A Vaccine Passport Will Accelerate the Pandemic’s End

One of the concerns regarding the vaccination process has been getting everyone on board. Disinformation has convinced some that vaccines may not be safe. This has occurred despite most available coronavirus vaccines offering more than 90 percent effectiveness with no reported deaths. If accurate information cannot persuade some to change their views, a vaccine passport might. If such digital documentation is required in order to travel, this will provide an added incentive to get the vaccine. Simply the requirement of a proof of vaccine could catalyze this trend.

A bunch of precious COVID vaccines
A vaccine passport is the kind of digital documentation that can help eradicate COVID.
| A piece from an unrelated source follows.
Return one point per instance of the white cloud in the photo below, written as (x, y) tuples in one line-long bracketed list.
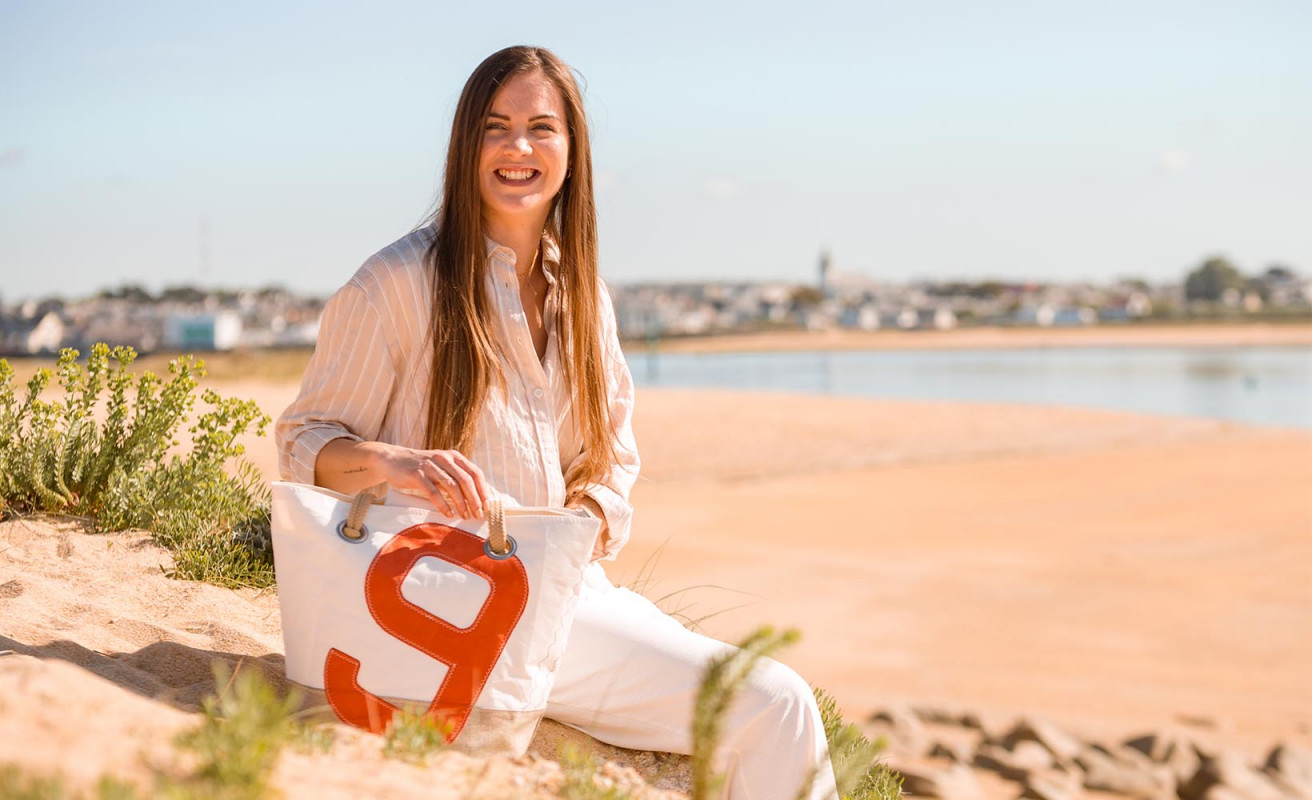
[(720, 188), (1176, 160)]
The more rapidly everyone becomes vaccinated, the more quickly herd immunity can be achieved. Once attained, life will be able to move forward once again without as many restrictions and limitations in place. Until then, digital documentation provides a way to move toward this goal safely and securely. Thus, a vaccine passport will not only invite greater global mobility immediately but accelerate a return to normalcy as well. Many organizations appreciate this, which is why they’re pursuing digital documentation of vaccination now.

Challenges to Overcome

For all of the reasons cited, a vaccine passport is absolutely essential. Digital documentation that one is COVID negative or has received vaccination is a must. This doesn’t mean there are not challenges that will be difficult to overcome. Equitable access to vaccines, passports and digital devices proving vaccination or testing is difficult. However, major organizations like IBM, the Linux Foundation, the IATA, and the World Economic Forum are actively involved. Given the original global passport system took 50 years to develop, creating a vaccine passport rapidly is a bold pursuit. But our individual and global wellbeing depends on it, and where there’s a will, there’s a way. It’s not if digital documentation of COVID vaccination will be required but when. And for all of us, sooner is much better than later.